James Jewell, retired police officer, whose blog is a never-ending spring of insight and commentary on crime-fighting from someone who has been in the front lines and knows what he's talking about

James Turner, Winnipeg Sun reporter, whose blog is must-read. There's more background information in a single Turner blog about a news story he's covered than in an entire Saturday Wpg. Free Press. And no paywall.

Mark Stobbe, who deserves a big apology from Manitoba Justice for his wrongful prosecution on allegations that he murdered his wife.  They put him and his family through 12 years of hell, ruining his career and tarnishing his reputation without a shred of evidence against him. Prosecuting an innocent man is so much easier than going after native street gangs.
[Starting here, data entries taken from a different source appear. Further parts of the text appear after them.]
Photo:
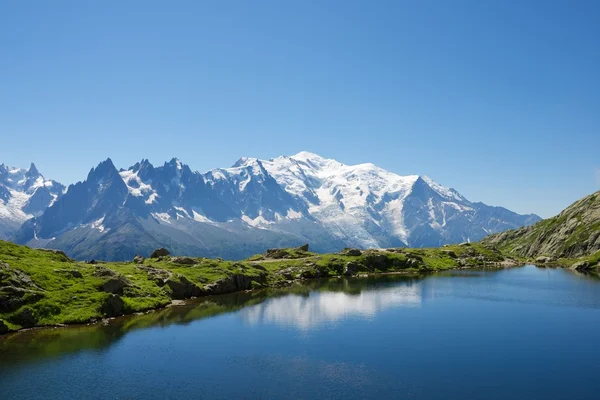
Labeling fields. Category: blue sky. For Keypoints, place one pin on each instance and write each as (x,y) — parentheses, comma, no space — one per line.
(498,99)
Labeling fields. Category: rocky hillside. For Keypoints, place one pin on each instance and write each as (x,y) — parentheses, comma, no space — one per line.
(24,194)
(573,233)
(45,287)
(239,211)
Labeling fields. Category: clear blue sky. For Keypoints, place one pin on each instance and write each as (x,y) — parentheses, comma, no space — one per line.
(498,99)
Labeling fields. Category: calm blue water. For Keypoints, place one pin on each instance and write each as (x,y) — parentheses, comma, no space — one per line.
(522,333)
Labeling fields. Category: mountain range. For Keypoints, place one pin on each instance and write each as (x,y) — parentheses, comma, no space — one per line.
(24,194)
(573,233)
(239,211)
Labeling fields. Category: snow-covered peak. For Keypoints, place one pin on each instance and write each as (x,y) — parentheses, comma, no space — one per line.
(442,190)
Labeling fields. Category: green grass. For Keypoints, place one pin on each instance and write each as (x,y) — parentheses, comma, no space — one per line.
(63,291)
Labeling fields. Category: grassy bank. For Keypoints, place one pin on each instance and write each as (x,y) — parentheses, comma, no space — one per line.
(42,288)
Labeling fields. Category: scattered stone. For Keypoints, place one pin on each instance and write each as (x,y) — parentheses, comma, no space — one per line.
(3,328)
(162,252)
(450,253)
(230,284)
(351,268)
(101,271)
(376,261)
(114,285)
(304,247)
(138,259)
(58,252)
(183,260)
(182,288)
(113,306)
(73,272)
(25,318)
(351,252)
(580,266)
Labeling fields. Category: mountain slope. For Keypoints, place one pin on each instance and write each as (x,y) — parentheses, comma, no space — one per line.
(24,193)
(255,204)
(575,232)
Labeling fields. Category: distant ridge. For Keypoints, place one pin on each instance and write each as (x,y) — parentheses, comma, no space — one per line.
(238,211)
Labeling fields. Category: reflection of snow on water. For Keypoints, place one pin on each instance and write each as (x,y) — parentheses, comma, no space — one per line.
(308,312)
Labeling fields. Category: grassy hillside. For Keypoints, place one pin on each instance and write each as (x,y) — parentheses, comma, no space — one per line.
(574,233)
(43,287)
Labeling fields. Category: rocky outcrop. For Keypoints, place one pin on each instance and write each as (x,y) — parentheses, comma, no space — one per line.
(183,261)
(182,288)
(351,268)
(573,233)
(351,252)
(25,317)
(60,253)
(304,248)
(112,306)
(162,252)
(138,259)
(16,289)
(3,327)
(232,283)
(116,282)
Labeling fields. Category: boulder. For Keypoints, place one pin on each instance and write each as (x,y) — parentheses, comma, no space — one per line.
(449,253)
(351,252)
(138,259)
(101,271)
(304,247)
(58,252)
(580,266)
(112,306)
(351,268)
(232,283)
(162,252)
(183,260)
(182,288)
(11,297)
(114,285)
(25,317)
(3,328)
(75,274)
(277,253)
(376,261)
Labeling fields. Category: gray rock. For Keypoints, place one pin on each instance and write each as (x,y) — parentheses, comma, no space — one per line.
(162,252)
(450,253)
(58,252)
(351,252)
(138,259)
(183,260)
(113,306)
(376,261)
(182,288)
(580,266)
(114,285)
(75,274)
(304,247)
(101,271)
(351,268)
(233,283)
(3,328)
(25,317)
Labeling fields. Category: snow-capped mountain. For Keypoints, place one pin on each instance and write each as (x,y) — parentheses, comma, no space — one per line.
(24,194)
(239,211)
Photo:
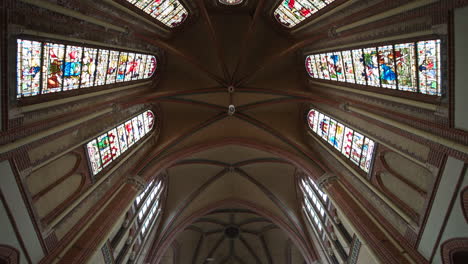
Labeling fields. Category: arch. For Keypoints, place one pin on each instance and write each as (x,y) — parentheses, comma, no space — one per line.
(231,2)
(454,250)
(148,171)
(233,202)
(312,167)
(9,255)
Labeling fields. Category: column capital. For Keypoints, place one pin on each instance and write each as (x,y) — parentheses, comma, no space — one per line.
(326,180)
(137,182)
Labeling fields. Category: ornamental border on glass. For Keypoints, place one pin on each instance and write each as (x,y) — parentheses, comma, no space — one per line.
(353,145)
(45,67)
(412,66)
(171,13)
(290,13)
(104,149)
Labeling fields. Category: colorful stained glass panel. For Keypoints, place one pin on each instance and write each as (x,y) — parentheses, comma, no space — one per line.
(371,66)
(28,68)
(348,139)
(429,67)
(114,143)
(292,12)
(387,66)
(122,66)
(358,141)
(88,67)
(169,12)
(405,56)
(107,147)
(72,68)
(311,66)
(52,70)
(113,67)
(101,69)
(93,156)
(331,134)
(339,136)
(397,66)
(104,149)
(359,68)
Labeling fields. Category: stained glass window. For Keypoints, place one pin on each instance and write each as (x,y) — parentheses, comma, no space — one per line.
(292,12)
(231,2)
(413,67)
(169,12)
(109,146)
(149,205)
(46,67)
(352,144)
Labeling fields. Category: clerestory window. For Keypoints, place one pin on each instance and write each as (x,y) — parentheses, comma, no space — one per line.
(350,143)
(45,67)
(169,12)
(412,66)
(106,148)
(292,12)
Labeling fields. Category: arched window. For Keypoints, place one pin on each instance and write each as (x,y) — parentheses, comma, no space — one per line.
(412,67)
(109,146)
(292,12)
(149,205)
(350,143)
(49,67)
(169,12)
(314,200)
(231,2)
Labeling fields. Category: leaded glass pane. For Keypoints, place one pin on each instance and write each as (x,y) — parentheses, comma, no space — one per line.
(387,67)
(372,66)
(429,67)
(292,12)
(169,12)
(358,140)
(52,74)
(348,66)
(405,55)
(28,68)
(359,68)
(88,67)
(107,147)
(72,68)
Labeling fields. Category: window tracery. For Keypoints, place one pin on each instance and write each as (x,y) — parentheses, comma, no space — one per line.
(169,12)
(49,67)
(412,67)
(292,12)
(149,205)
(231,2)
(350,143)
(109,146)
(312,202)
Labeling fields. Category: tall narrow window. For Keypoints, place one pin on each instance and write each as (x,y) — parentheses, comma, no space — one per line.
(149,205)
(169,12)
(350,143)
(292,12)
(110,145)
(48,67)
(313,203)
(231,2)
(412,67)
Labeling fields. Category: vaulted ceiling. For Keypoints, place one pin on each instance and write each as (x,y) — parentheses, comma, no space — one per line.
(229,56)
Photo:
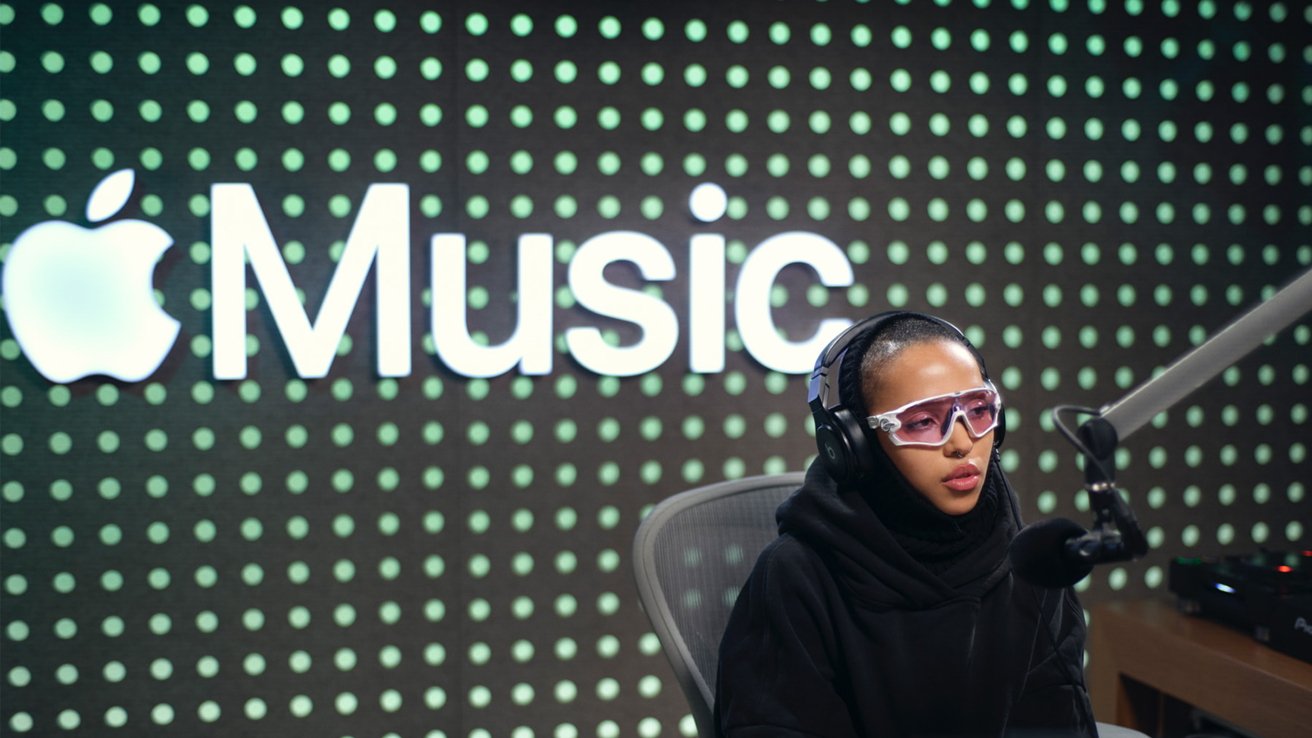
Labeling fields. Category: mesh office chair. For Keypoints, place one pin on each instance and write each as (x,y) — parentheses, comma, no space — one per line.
(692,554)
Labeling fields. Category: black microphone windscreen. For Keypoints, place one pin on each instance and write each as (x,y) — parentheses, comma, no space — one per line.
(1038,553)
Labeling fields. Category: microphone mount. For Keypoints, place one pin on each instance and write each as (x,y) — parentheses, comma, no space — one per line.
(1115,533)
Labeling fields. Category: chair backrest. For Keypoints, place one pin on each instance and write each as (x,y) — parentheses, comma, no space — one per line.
(692,554)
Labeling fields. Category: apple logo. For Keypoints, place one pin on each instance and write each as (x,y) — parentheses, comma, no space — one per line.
(80,301)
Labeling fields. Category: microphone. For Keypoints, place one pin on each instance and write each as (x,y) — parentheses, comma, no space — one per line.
(1058,553)
(1048,553)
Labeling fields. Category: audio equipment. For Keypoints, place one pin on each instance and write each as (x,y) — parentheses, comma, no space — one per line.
(840,431)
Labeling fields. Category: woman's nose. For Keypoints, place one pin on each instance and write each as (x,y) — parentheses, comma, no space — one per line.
(959,439)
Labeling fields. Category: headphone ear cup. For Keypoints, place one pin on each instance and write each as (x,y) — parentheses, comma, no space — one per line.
(842,445)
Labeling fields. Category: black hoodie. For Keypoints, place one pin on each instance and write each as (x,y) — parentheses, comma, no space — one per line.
(841,630)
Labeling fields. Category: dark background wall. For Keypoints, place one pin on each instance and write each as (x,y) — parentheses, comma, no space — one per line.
(1089,188)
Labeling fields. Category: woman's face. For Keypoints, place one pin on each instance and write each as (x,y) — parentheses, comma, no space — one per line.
(950,476)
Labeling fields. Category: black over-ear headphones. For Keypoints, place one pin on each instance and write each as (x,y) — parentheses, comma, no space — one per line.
(840,432)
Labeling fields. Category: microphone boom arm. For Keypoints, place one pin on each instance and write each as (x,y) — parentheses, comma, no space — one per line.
(1115,535)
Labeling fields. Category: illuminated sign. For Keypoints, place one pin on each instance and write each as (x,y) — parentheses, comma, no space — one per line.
(80,301)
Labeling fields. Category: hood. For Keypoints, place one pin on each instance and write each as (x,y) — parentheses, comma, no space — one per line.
(875,558)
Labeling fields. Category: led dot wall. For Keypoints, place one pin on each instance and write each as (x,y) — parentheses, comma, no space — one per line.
(432,539)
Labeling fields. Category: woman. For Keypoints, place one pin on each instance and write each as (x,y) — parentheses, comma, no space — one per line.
(887,606)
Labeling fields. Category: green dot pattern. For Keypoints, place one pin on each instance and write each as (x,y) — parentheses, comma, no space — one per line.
(1089,189)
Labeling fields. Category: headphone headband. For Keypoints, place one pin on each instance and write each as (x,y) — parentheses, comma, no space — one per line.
(840,435)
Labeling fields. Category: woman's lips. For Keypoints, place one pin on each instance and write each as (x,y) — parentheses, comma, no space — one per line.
(963,478)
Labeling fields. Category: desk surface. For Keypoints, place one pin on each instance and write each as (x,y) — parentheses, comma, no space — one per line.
(1218,669)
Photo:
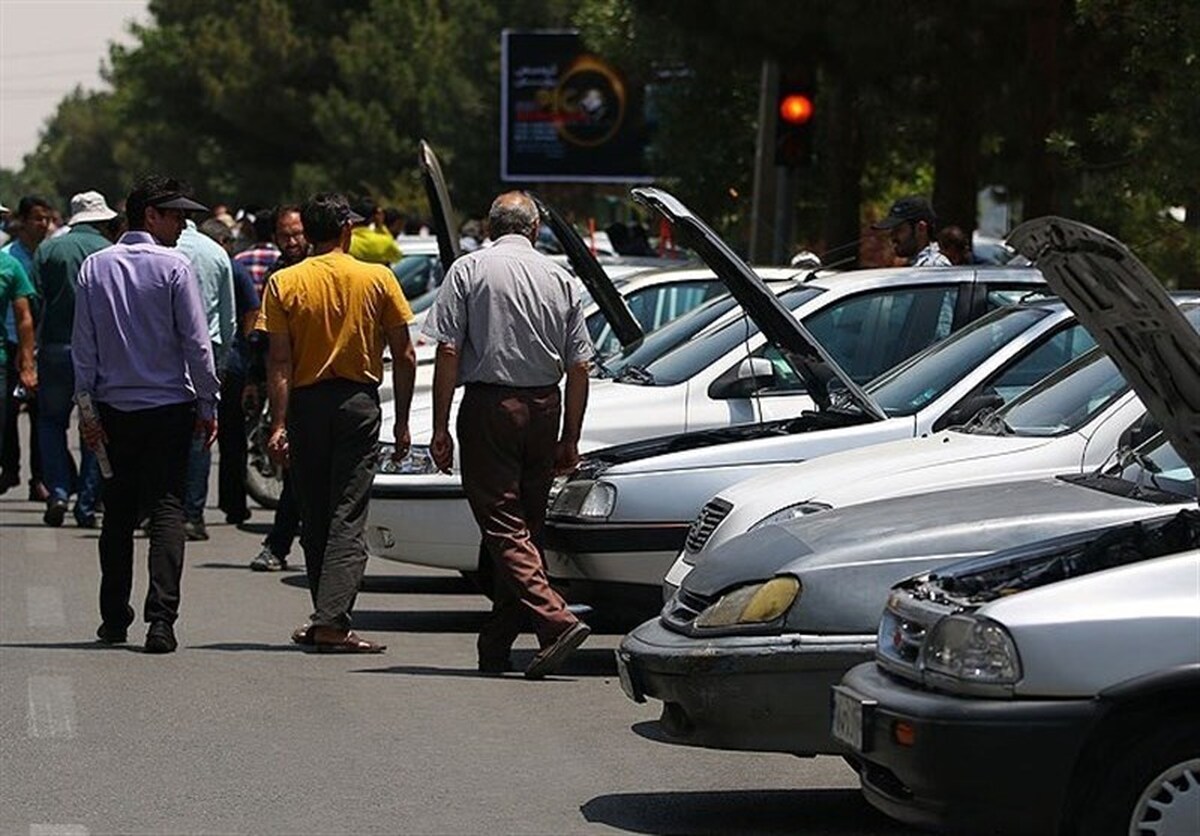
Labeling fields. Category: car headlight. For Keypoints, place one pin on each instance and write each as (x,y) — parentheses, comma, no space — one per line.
(756,603)
(585,498)
(418,461)
(791,512)
(971,653)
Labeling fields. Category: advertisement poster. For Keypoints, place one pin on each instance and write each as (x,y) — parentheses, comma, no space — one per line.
(567,114)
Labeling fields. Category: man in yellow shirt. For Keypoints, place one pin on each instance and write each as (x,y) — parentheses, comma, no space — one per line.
(371,241)
(329,318)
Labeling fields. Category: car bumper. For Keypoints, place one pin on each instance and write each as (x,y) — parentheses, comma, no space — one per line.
(424,522)
(747,692)
(612,553)
(1001,764)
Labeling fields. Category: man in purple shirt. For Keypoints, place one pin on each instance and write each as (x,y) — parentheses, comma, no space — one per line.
(142,352)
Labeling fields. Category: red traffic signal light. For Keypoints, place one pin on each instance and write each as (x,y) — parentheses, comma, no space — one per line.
(795,108)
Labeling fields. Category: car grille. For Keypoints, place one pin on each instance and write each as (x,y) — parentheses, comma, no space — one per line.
(702,528)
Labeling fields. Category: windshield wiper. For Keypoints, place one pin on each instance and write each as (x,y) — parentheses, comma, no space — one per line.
(989,422)
(636,374)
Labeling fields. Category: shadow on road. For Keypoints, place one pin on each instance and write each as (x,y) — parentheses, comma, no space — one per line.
(399,584)
(581,663)
(829,812)
(419,620)
(132,647)
(241,647)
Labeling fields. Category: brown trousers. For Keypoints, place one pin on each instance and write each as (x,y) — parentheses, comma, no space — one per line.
(507,440)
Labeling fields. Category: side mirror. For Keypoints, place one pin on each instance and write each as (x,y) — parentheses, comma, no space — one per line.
(743,380)
(805,260)
(967,408)
(1138,433)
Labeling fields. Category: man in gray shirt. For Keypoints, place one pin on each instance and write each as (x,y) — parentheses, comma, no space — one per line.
(509,325)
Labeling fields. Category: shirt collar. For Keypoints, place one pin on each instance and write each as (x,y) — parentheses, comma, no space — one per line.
(137,236)
(514,239)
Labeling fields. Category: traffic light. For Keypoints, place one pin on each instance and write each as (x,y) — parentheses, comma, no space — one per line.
(793,121)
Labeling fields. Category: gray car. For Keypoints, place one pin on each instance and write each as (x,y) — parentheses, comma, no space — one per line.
(744,654)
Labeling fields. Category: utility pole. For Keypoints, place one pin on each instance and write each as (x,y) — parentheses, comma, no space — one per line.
(763,215)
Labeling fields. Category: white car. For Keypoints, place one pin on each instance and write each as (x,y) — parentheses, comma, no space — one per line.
(719,371)
(744,654)
(1039,701)
(1071,421)
(617,524)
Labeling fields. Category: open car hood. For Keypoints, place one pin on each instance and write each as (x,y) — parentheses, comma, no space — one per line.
(1129,314)
(820,372)
(972,583)
(605,294)
(444,226)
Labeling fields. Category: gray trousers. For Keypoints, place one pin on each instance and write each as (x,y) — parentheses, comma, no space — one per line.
(334,438)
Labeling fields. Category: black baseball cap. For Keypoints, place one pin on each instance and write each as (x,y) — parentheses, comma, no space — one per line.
(175,200)
(906,210)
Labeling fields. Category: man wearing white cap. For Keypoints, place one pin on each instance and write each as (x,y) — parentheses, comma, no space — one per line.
(55,271)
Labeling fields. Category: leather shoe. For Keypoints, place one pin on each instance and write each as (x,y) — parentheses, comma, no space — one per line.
(55,512)
(161,638)
(112,633)
(550,657)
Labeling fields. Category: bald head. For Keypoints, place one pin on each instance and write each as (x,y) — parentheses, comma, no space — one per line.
(513,214)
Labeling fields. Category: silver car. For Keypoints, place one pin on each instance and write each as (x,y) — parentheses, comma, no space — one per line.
(744,654)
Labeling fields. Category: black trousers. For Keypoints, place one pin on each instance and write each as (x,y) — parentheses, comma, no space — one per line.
(287,521)
(10,449)
(148,450)
(232,443)
(334,441)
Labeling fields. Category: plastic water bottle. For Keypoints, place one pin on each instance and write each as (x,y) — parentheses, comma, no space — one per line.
(89,414)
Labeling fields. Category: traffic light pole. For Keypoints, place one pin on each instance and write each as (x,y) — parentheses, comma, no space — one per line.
(763,209)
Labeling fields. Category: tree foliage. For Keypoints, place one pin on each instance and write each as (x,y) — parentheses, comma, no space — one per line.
(1080,107)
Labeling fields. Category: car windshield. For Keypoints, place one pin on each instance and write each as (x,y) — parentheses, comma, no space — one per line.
(418,274)
(1157,465)
(919,380)
(1067,400)
(1062,402)
(670,355)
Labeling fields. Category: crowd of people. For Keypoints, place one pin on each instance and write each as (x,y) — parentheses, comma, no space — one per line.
(167,332)
(171,322)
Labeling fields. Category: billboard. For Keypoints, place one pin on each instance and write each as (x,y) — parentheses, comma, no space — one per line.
(567,114)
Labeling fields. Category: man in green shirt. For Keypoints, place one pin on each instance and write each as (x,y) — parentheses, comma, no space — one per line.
(55,270)
(16,289)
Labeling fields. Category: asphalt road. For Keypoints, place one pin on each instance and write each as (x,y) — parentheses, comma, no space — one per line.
(239,732)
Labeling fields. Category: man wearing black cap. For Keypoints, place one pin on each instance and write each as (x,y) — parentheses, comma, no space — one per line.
(913,229)
(142,354)
(329,319)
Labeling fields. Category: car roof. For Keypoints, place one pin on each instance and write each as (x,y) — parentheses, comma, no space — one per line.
(418,245)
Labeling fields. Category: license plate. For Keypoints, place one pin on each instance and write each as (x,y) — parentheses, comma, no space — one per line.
(850,717)
(627,675)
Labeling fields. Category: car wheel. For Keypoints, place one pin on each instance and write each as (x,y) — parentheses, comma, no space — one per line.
(1153,788)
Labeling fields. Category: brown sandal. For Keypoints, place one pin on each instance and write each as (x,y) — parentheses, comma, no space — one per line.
(303,635)
(351,643)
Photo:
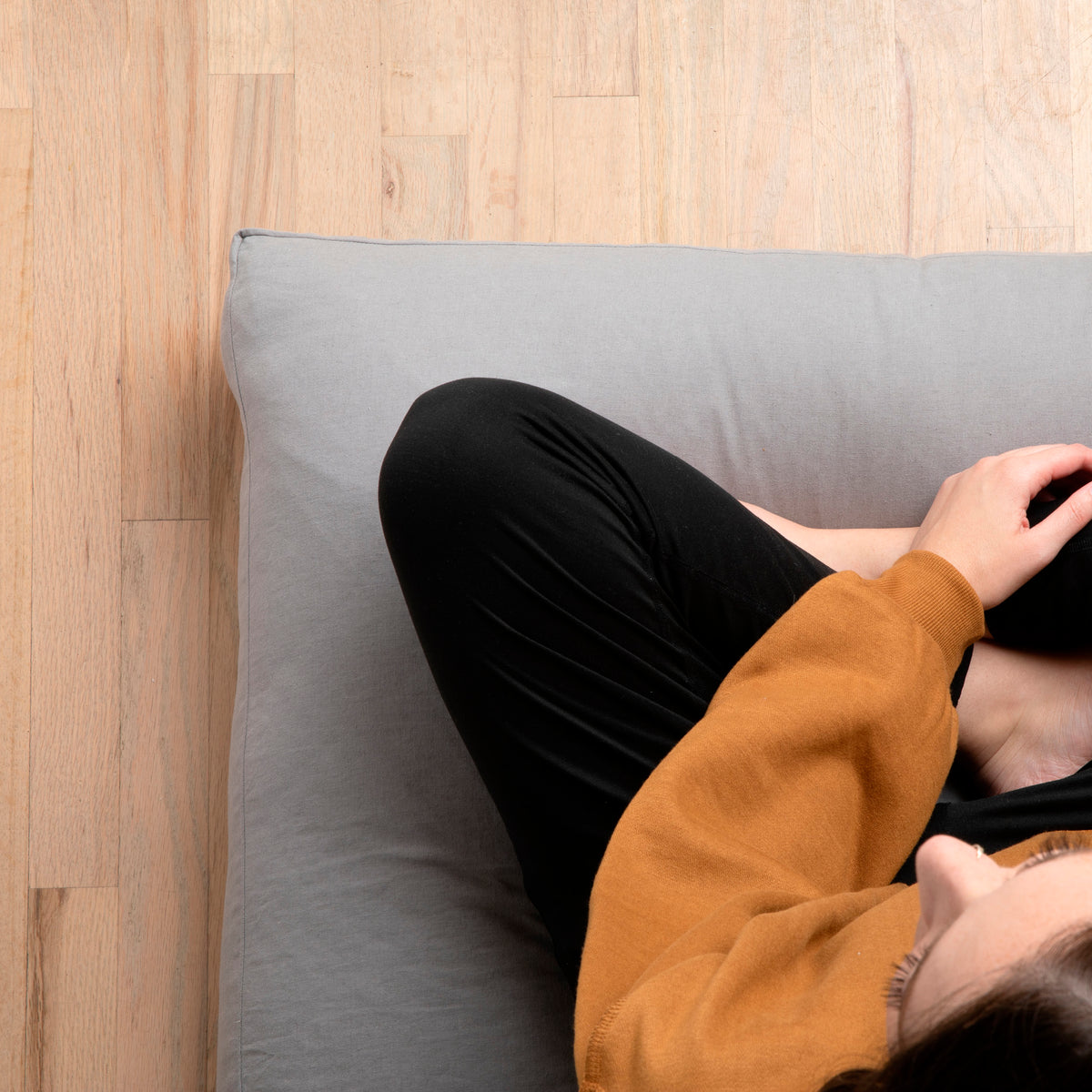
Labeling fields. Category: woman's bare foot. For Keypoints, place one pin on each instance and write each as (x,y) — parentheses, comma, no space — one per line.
(1026,718)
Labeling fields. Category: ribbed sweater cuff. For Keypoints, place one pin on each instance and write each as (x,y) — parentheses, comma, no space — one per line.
(939,598)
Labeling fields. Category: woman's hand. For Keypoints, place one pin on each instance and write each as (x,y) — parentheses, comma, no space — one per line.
(978,520)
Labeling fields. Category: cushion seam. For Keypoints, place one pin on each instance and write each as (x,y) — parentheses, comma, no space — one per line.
(246,715)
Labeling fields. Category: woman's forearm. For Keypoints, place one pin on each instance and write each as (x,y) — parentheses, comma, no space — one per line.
(868,551)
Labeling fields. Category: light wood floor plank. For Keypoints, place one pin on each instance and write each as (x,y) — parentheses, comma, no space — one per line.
(424,187)
(338,75)
(251,185)
(76,446)
(72,966)
(595,47)
(768,143)
(16,310)
(858,125)
(250,37)
(598,170)
(1080,97)
(165,337)
(15,55)
(511,136)
(682,123)
(424,68)
(163,873)
(939,88)
(1029,150)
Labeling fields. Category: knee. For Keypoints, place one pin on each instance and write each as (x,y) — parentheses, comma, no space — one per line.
(460,434)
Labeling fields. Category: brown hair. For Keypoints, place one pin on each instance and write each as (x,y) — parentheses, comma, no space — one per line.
(1031,1032)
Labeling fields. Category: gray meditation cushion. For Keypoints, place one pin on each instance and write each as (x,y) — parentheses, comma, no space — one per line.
(376,929)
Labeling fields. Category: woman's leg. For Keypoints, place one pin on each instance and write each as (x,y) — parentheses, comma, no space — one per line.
(580,594)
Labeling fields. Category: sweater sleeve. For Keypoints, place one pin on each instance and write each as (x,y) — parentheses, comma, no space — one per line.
(812,774)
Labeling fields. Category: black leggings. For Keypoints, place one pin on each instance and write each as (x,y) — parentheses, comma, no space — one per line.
(580,594)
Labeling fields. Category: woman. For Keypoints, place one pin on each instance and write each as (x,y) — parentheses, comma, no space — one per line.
(716,740)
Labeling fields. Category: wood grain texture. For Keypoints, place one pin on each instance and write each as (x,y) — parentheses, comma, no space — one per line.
(424,187)
(164,852)
(938,53)
(251,154)
(424,68)
(1029,153)
(511,136)
(768,142)
(1080,98)
(682,121)
(250,37)
(164,189)
(338,76)
(16,312)
(858,129)
(15,55)
(72,971)
(595,47)
(598,170)
(76,535)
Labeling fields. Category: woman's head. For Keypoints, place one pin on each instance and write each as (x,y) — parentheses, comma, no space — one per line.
(997,992)
(978,920)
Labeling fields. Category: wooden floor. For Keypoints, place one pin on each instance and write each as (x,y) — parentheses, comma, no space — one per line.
(136,136)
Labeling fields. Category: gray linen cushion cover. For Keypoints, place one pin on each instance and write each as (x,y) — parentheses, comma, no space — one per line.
(376,931)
* Krista Erickson, who has become a journalism legend with her spirited interview on Sun TV of dancer Margie Gillis, that paragon of government largess. Despite a record 6676 complaints about her interview, the Canadian Broadcast Standards Council ruled this year that her interview  might have been controversial, but in a way that was "essential to the maintenance of democratic institutions."  Just think, we owe the health of our democracy to Krista E.

Stefanie Cutrona, a first-year student in Red River College's Creative Communications program, who was torn to shreds for telling the truth -- she loves the news but she doesn't read the newspaper, she gets her info online. Them's fighting words to MSM dinosaurs. Just ask Krista.

Donny Benham, the losing Green Party candidate in Fort Whyte byelection, who also did the unthinkable---he floated an idea during an election campaign.  Benham attacked the culture of entitlement that sees politicians quit soon after winning their seats, forcing expensive byelections, politicians like former P.C. leader Hugh McFadyen. Instead of exploring this and other ideas tossed out during the byelection, Winnipeg Free Press politics reporter Bruce Owen announced the byelection bored him so he was going to write about underground tunnels instead.

Pierre Poutine, Canada's most wanted man. The entire Ottawa press gallery has been beating the bushes trying to find the person who wears the pseudonym Pierre Poutine so they can expose his connections to the Harper government and so prove the defeat of their beloved Liberal Party was due to dirty tricks.  Instead they were forced to report that the only party caught misusing robocalls was the Liberal Party of Canada, and the only person uncovered using a pseudonym to smear political opponents was a member of the Liberal Party of Canada. Burn.